Although you may have come across some of the more commonly discussed complications mentioned here, this list shouldn’t be taken as medical advice – it would be impossible to state all the risks and meaningless in some ways as they will vary from patient to patient. There is simply no substitute for dialogue with the surgical team. The descriptions here only serve to emphasise abdominoplasty is a serious surgical procedure requiring specialist surgical expertise. Finally, to balance the picture, it is also equally true that this type of plastic surgery is quite routinely performed around the world.

- Bleeding underneath the skin which the drainage tubes the surgeon inserts may not be able to adequately clear, sometimes accompany by a hematoma (blood clot). This type of complication requires further corrective surgery.

- Wound infection can occur after any surgery, although prophylactic antibiotics given before surgery can help minimise this risk.

- The extent of scarring can vary from patient to patient, and may require further surgery for scar revision if it is severe or ruptures.

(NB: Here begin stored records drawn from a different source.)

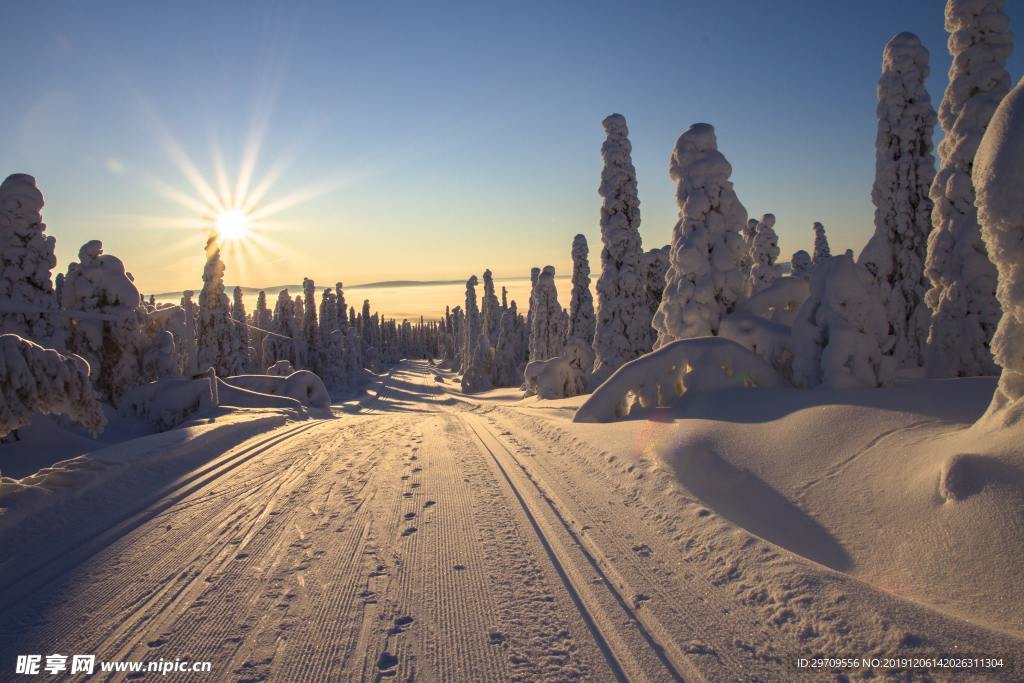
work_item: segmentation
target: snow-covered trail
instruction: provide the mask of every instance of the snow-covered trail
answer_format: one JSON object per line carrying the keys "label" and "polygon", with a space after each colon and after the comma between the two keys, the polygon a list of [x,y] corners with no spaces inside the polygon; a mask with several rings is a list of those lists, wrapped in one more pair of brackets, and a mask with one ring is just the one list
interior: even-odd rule
{"label": "snow-covered trail", "polygon": [[809,563],[772,574],[778,549],[742,530],[687,542],[586,441],[448,386],[405,363],[363,410],[260,434],[54,577],[7,586],[26,595],[0,602],[0,661],[188,659],[244,681],[785,680],[810,644],[799,619],[854,634],[847,649],[902,633],[868,621],[891,599]]}

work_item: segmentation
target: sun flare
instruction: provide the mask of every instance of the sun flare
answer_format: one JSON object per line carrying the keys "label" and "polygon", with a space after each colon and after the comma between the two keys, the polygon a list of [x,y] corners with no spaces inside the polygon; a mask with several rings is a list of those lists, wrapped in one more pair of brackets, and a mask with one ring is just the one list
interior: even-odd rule
{"label": "sun flare", "polygon": [[241,209],[225,209],[217,215],[217,234],[229,242],[249,236],[249,217]]}

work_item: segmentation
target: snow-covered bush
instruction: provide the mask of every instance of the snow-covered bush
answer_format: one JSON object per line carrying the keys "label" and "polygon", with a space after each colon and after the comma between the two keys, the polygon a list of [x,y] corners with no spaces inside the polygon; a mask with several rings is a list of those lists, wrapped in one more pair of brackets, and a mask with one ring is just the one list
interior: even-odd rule
{"label": "snow-covered bush", "polygon": [[800,249],[793,252],[793,257],[789,259],[789,267],[793,277],[800,278],[801,280],[810,280],[814,262],[811,261],[810,254]]}
{"label": "snow-covered bush", "polygon": [[32,413],[65,415],[94,435],[107,420],[89,383],[89,365],[16,334],[0,335],[0,437]]}
{"label": "snow-covered bush", "polygon": [[743,226],[740,235],[743,237],[743,258],[740,260],[740,270],[744,273],[750,272],[750,266],[754,265],[750,258],[750,248],[754,245],[754,237],[757,236],[757,219],[748,218],[747,224]]}
{"label": "snow-covered bush", "polygon": [[51,271],[56,240],[46,234],[36,179],[15,173],[0,184],[0,333],[63,346]]}
{"label": "snow-covered bush", "polygon": [[185,342],[180,349],[183,359],[182,372],[195,372],[199,369],[196,354],[199,346],[196,340],[196,322],[199,320],[199,306],[192,300],[195,292],[187,289],[181,294],[181,310],[185,312]]}
{"label": "snow-covered bush", "polygon": [[480,326],[487,340],[487,346],[498,341],[498,326],[501,323],[501,304],[494,294],[494,276],[490,268],[484,270],[484,293],[480,297]]}
{"label": "snow-covered bush", "polygon": [[793,323],[794,383],[834,389],[888,384],[892,343],[867,271],[846,255],[822,261]]}
{"label": "snow-covered bush", "polygon": [[982,135],[1010,89],[1013,49],[1003,0],[948,0],[946,30],[953,63],[939,105],[945,133],[932,182],[934,229],[925,273],[931,328],[925,367],[933,377],[992,375],[989,343],[999,322],[996,269],[978,226],[971,169]]}
{"label": "snow-covered bush", "polygon": [[750,294],[771,286],[779,277],[775,261],[779,258],[779,236],[775,233],[775,215],[766,213],[757,223],[754,239],[750,241]]}
{"label": "snow-covered bush", "polygon": [[935,110],[925,89],[928,50],[913,33],[899,33],[885,46],[878,81],[875,138],[875,232],[859,265],[872,276],[885,306],[901,366],[923,362],[928,338],[928,281],[924,259],[931,232],[928,188],[935,176],[932,131]]}
{"label": "snow-covered bush", "polygon": [[[146,312],[147,327],[154,338],[162,332],[170,333],[174,344],[171,349],[174,363],[171,371],[172,359],[161,357],[159,362],[163,369],[155,375],[152,372],[146,372],[145,375],[154,379],[194,372],[192,365],[195,363],[195,330],[188,324],[185,309],[173,304],[156,304],[155,307],[146,306]],[[166,352],[166,341],[160,343]]]}
{"label": "snow-covered bush", "polygon": [[[604,168],[598,190],[604,198],[594,332],[594,373],[598,381],[650,348],[650,321],[640,314],[647,305],[646,274],[641,263],[640,199],[629,129],[620,114],[607,117],[602,125],[607,138],[601,146]],[[531,354],[530,359],[538,358]]]}
{"label": "snow-covered bush", "polygon": [[306,347],[306,366],[320,372],[320,329],[316,319],[316,284],[302,279],[302,339]]}
{"label": "snow-covered bush", "polygon": [[309,370],[296,370],[286,377],[280,375],[235,375],[226,377],[224,382],[232,387],[260,394],[287,396],[305,406],[331,407],[331,395],[327,391],[327,387],[324,386],[323,380]]}
{"label": "snow-covered bush", "polygon": [[533,318],[530,321],[530,360],[547,360],[562,352],[565,331],[562,327],[562,307],[558,305],[554,266],[544,266],[530,302]]}
{"label": "snow-covered bush", "polygon": [[570,339],[594,342],[594,297],[590,293],[590,249],[584,235],[572,240],[572,294],[569,299]]}
{"label": "snow-covered bush", "polygon": [[734,341],[680,339],[615,371],[579,407],[573,421],[609,422],[629,415],[634,406],[664,406],[684,393],[783,384],[768,363]]}
{"label": "snow-covered bush", "polygon": [[477,309],[476,285],[476,275],[471,275],[466,280],[466,325],[462,338],[462,390],[466,393],[491,388],[491,348]]}
{"label": "snow-covered bush", "polygon": [[159,431],[173,429],[193,415],[217,407],[212,381],[212,377],[166,377],[143,384],[125,393],[118,412],[139,417]]}
{"label": "snow-covered bush", "polygon": [[242,347],[245,356],[244,370],[256,367],[256,352],[252,348],[252,339],[249,335],[249,318],[245,314],[245,302],[242,300],[242,288],[235,287],[232,292],[231,320],[235,323],[235,332],[238,335],[238,342]]}
{"label": "snow-covered bush", "polygon": [[274,304],[274,314],[268,329],[274,334],[266,335],[266,339],[263,340],[263,362],[273,365],[277,361],[286,360],[289,364],[294,364],[294,337],[297,334],[295,304],[287,289],[277,293],[277,303]]}
{"label": "snow-covered bush", "polygon": [[672,231],[665,291],[653,323],[659,347],[717,334],[722,316],[744,296],[740,231],[747,211],[729,182],[731,173],[712,126],[695,123],[679,136],[669,162],[679,221]]}
{"label": "snow-covered bush", "polygon": [[295,368],[292,367],[291,361],[287,360],[279,360],[267,368],[267,374],[275,377],[287,377],[293,372],[295,372]]}
{"label": "snow-covered bush", "polygon": [[992,337],[992,354],[1003,371],[989,413],[1006,424],[1024,415],[1024,79],[992,116],[972,173],[1003,309]]}
{"label": "snow-covered bush", "polygon": [[793,334],[789,325],[750,313],[732,313],[722,318],[718,336],[753,351],[781,377],[792,380]]}
{"label": "snow-covered bush", "polygon": [[220,258],[220,245],[213,234],[206,241],[206,265],[203,268],[203,289],[199,292],[196,339],[199,367],[212,367],[221,377],[245,371],[245,349],[231,319],[228,295],[224,291],[224,262]]}
{"label": "snow-covered bush", "polygon": [[527,396],[545,400],[577,396],[587,388],[580,372],[561,356],[530,361],[523,371],[523,380]]}
{"label": "snow-covered bush", "polygon": [[817,267],[822,261],[832,257],[832,250],[828,246],[825,226],[815,223],[811,229],[814,231],[814,266]]}

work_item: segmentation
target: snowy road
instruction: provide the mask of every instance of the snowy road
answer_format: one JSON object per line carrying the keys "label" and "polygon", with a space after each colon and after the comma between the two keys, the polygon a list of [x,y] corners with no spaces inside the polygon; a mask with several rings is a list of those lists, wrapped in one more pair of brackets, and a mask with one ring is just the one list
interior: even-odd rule
{"label": "snowy road", "polygon": [[250,439],[27,577],[0,679],[25,653],[212,662],[167,680],[795,674],[799,637],[736,598],[735,568],[691,569],[707,551],[568,432],[448,386],[407,363],[365,410]]}

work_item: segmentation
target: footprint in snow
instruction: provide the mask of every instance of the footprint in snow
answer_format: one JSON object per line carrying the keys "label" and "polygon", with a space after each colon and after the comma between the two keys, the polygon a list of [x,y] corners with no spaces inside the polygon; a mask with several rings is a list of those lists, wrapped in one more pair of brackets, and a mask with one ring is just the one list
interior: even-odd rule
{"label": "footprint in snow", "polygon": [[398,666],[398,657],[394,656],[387,650],[380,653],[380,658],[377,660],[377,668],[381,671],[387,671],[388,669],[394,669]]}
{"label": "footprint in snow", "polygon": [[403,536],[412,536],[414,533],[416,533],[416,531],[417,531],[416,527],[411,526],[411,527],[408,527],[405,531],[403,531],[402,535]]}
{"label": "footprint in snow", "polygon": [[416,516],[416,513],[415,513],[415,512],[406,512],[406,513],[405,513],[405,518],[406,518],[406,519],[412,519],[412,518],[413,518],[413,517],[415,517],[415,516]]}
{"label": "footprint in snow", "polygon": [[427,501],[426,503],[424,503],[424,504],[423,504],[423,507],[425,507],[425,508],[432,508],[432,507],[434,507],[435,505],[437,505],[437,503],[435,503],[435,502],[434,502],[434,501],[432,501],[432,500],[428,500],[428,501]]}

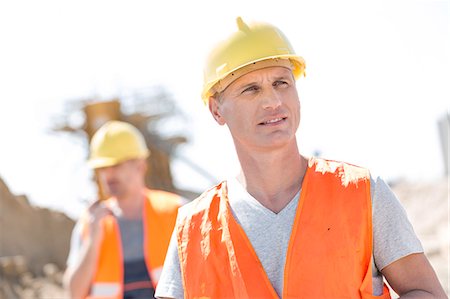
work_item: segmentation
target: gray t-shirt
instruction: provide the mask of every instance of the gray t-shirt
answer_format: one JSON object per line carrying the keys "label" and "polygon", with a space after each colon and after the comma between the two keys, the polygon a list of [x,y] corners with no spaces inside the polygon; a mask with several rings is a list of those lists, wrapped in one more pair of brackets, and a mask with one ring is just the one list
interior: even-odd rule
{"label": "gray t-shirt", "polygon": [[[125,286],[133,285],[136,282],[147,282],[145,285],[132,288],[124,287],[124,298],[153,298],[154,289],[151,285],[151,278],[147,271],[144,258],[144,234],[142,219],[126,219],[116,215],[117,223],[120,229],[120,238],[122,244],[124,275],[123,282]],[[80,257],[81,250],[81,222],[78,221],[72,233],[70,254],[67,259],[67,265],[74,265]]]}
{"label": "gray t-shirt", "polygon": [[[180,204],[184,205],[190,202],[185,197],[180,197]],[[143,242],[144,228],[142,219],[127,219],[121,216],[119,209],[112,209],[117,219],[120,229],[120,238],[122,243],[122,254],[124,262],[144,260]],[[82,221],[78,220],[72,230],[70,239],[70,252],[67,257],[67,266],[74,265],[79,258],[82,244]]]}
{"label": "gray t-shirt", "polygon": [[[281,297],[287,247],[300,192],[278,214],[261,205],[236,180],[227,180],[232,213],[244,229],[267,276]],[[373,223],[373,290],[381,295],[383,277],[379,270],[412,253],[423,252],[404,208],[380,178],[371,179]],[[181,208],[179,216],[189,204]],[[258,223],[258,225],[254,225]],[[183,285],[175,233],[169,245],[156,297],[183,298]]]}
{"label": "gray t-shirt", "polygon": [[[117,217],[117,222],[120,229],[120,238],[122,244],[122,254],[125,262],[136,261],[144,259],[143,252],[143,227],[142,219],[129,220],[121,217]],[[67,258],[67,265],[71,266],[77,262],[81,250],[81,221],[75,224],[72,231],[72,237],[70,241],[70,252]]]}

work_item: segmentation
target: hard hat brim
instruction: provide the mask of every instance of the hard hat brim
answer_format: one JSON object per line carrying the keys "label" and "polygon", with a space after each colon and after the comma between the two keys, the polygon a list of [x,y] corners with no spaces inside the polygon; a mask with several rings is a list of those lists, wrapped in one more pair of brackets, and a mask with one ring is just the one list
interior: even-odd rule
{"label": "hard hat brim", "polygon": [[[293,65],[292,67],[292,73],[294,75],[295,79],[298,79],[301,75],[304,74],[304,70],[305,70],[305,60],[303,59],[303,57],[298,56],[298,55],[291,55],[291,54],[286,54],[286,55],[275,55],[275,56],[269,56],[269,57],[263,57],[260,59],[255,59],[252,60],[246,64],[240,65],[234,69],[229,70],[226,73],[221,74],[219,77],[220,78],[226,78],[227,76],[229,76],[230,74],[236,72],[239,69],[245,68],[251,64],[255,64],[257,62],[260,61],[264,61],[264,60],[277,60],[277,59],[289,59]],[[275,65],[274,65],[275,66]],[[261,67],[263,68],[263,67]],[[257,69],[257,68],[256,68]],[[254,69],[254,70],[256,70]],[[213,80],[208,82],[207,84],[205,84],[204,89],[203,89],[203,93],[202,93],[202,99],[203,102],[206,104],[208,103],[209,97],[214,95],[214,92],[212,92],[212,90],[214,89],[214,86],[216,86],[217,83],[219,83],[221,80]],[[226,86],[225,86],[226,88]],[[222,89],[223,90],[223,89]]]}
{"label": "hard hat brim", "polygon": [[140,156],[133,156],[133,157],[125,157],[123,159],[117,159],[117,158],[108,158],[108,157],[99,157],[99,158],[92,158],[87,161],[87,164],[92,169],[98,169],[98,168],[104,168],[104,167],[110,167],[115,166],[117,164],[120,164],[125,161],[133,160],[133,159],[146,159],[150,156],[150,151],[140,155]]}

- Skin or fatty tissue can be subject to necrosis – literally, cell death. This appears more common in smokers (1).

- Pulmonary embolism invoices a blood clot which migrates to the lungs, although various techniques are used as routine precautionary measures to try to prevent this and occurrence is not routine.

- Numbness to abdominal region or thighs could occur if nerves become damaged during surgery. Generally, this will resolve over months, with occasionally small areas which do not regain sensation.

- Seromas can form due to collection of fluid between the muscle layer and the skin flap and could pose infections risks. Drainiage techniques aim to minimise this risk, which appears greater for patients with very high BMIs or smokers (2).

IMPORTANT DISCLAIMER:

Whilst every effort is made to give an accurate representation here, these pages CANNOT be a substitute for professional medical advice and/or treatment under any circumstances. They also CANNOT be used as the basis for any healthcare decision – please ONLY consult qualified, professional doctors for advice. Thank you.

Posted by: Health Watcher

References:

1. Kroll, S. S., MD. (1994) Necrosis of Abdominplasty and Other Secondary Flaps after TRAM Flap Breast Reconstruction. Plastic Reconstruction Surgery. 94: 637.

2. Kim, James M.D.; Stevenson, Thomas R. M.D. 2006. Abdominoplasty, Liposuction of the Flanks, and Obesity: Analyzing Risk Factors for Seroma Formation. Plastic and Reconstructive Surgery: 117 (3), pp.773-779.